Working at home has been a good experience for many of us. Especially those of us who are lucky enough to have a constant canine companion to help ease the feeling of isolation.
But as the nation starts to open up again, we have yet another issue to address.
How to make sure our pets don’t go through severe separation anxiety.
Dogs are very social creatures and love just hanging out with their people. Being the center of your pooch’s universe might have been fun while it lasted, but now reality is setting back in and you need to understand how to diagnose true distress versus attention-getting behavior.
“Anxiety” can happen when you’re no longer around 24/7 like you have been these last few months. Your dog might be anxious – but they also may be feeling frightened or nervous.
Not all dogs will suffer true anxiety when you return to the office – but know that 20-40 percent of all dog behavior issues seen by experts stem from this ailment. Thankfully, there is a wide range of ways to treat the issue. It’s good to be proactive and to know what you might be dealing with and how to diagnose the issue.
Separation anxiety normally happens within 30 minutes after your departure. Anxiety in your fur friend can manifest as behavior problems including:
- Chewing, digging and property destruction
- Barking, whining, and howling
- Pacing, panting and restlessness
- Attempting to escape
- Ignoring food
- Undesirable bathroom habits
- Destroying doors, walls, and points of entry
But, before you jump to any conclusions, it’s best to see your vet and make sure these negative responses aren’t caused by boredom or a medical issue. These events may also be an attention-seeking behavior so a trained professional might help put your mind at ease or be able to provide training options to help eliminate the problem.
Also know this: breeds like cockers, labs, and shepherds are more prone to developing separation anxiety.
There are a few things to remember when you are dealing with canine anxiety problems:
- Punishment is NEVER the answer
- TEACH your dog to be independent. STAY and WAIT commands will help.

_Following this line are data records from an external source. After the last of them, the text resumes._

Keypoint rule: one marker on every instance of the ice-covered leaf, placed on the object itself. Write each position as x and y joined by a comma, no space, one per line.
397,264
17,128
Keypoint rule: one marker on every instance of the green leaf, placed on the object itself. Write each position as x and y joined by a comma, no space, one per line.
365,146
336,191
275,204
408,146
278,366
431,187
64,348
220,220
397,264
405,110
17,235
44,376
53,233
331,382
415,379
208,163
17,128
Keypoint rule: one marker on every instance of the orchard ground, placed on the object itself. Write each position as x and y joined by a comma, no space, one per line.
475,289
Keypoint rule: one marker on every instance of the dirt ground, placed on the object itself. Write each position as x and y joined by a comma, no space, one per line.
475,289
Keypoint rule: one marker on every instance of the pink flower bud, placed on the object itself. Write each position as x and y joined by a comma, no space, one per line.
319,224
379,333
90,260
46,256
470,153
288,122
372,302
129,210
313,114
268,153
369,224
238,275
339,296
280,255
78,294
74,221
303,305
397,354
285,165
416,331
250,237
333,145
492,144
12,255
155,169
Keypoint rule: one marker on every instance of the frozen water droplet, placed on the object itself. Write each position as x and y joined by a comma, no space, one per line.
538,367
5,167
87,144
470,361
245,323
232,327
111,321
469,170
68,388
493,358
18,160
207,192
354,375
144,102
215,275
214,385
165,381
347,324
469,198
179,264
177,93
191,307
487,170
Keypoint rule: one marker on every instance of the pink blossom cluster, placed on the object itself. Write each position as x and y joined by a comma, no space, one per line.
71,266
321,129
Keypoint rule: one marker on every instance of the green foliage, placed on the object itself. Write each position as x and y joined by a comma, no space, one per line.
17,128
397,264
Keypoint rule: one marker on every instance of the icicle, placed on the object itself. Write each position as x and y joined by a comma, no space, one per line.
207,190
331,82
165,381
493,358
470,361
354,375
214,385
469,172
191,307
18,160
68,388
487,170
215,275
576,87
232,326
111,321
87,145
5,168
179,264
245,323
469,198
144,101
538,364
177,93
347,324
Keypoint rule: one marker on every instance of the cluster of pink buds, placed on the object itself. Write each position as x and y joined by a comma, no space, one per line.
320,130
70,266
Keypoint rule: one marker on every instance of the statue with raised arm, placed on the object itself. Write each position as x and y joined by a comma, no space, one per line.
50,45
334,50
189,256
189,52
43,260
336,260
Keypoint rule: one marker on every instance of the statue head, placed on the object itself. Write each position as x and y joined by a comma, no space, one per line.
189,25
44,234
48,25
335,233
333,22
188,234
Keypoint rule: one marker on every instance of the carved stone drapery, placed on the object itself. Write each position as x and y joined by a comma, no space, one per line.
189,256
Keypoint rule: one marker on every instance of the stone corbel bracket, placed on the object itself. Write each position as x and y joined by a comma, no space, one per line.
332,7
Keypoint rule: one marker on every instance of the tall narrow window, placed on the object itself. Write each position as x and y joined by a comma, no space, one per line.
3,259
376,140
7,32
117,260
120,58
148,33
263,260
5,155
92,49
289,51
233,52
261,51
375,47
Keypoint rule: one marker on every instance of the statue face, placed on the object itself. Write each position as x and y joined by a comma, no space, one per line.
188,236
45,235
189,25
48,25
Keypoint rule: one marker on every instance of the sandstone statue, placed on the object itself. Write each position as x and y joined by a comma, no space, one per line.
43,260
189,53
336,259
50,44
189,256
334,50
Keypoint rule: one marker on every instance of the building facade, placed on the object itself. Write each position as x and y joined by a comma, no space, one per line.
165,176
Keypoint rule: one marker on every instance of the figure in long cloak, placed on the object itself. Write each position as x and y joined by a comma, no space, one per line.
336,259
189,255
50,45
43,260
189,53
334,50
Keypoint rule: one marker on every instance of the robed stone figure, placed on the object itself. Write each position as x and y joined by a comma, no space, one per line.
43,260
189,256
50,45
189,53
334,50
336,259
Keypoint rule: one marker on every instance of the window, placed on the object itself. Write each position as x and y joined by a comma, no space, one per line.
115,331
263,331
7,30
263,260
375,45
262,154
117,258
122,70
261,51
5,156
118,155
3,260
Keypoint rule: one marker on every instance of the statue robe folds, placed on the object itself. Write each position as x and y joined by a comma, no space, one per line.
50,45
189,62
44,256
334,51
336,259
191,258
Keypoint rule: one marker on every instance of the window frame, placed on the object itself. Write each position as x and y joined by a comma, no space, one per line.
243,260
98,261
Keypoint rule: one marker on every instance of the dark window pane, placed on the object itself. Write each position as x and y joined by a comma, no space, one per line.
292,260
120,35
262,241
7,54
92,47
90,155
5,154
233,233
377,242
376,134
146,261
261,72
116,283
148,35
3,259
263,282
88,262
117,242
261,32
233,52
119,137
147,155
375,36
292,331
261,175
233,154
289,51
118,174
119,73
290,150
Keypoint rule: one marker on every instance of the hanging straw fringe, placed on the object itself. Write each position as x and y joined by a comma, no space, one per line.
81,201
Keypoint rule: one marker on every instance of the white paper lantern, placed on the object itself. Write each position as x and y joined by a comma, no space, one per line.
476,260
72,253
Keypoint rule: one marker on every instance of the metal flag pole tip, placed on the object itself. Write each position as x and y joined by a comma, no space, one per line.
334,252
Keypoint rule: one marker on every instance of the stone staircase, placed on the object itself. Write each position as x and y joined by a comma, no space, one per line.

- Use a pet camera that they can hear your voice and you can monitor their activity
- Use a crate
- Change up the “going away” signal (use a different door, etc.)
- Make sure they get plenty of exercise
- Leave a TV or radio on
- Do not sleep with your dog in your bed
- Slowly increase the time you are away
- Hire a trainer to work with your animal
- Be calm upon your return – don’t cause overexcitement
- Creative positive actions associated with leaving – give them a treat, play a few minutes after putting on a coat or picking up your bag
- Ask your vet for help if the issues are chronic or severe
- Consider doggy daycare a couple of times a week
Nancy Murphy, a XX year veteran in dog care and owner of A Dogs World, offers this advice, “We’ve seen anxiety in some of the dogs who have boarded with us over the years. But within a short period of time, once we get them engaged in activities with us or other dogs, the problems usually stop. Just like people, sometimes it takes others to bring out the best in your fur baby. We LOVE that we can help with that!”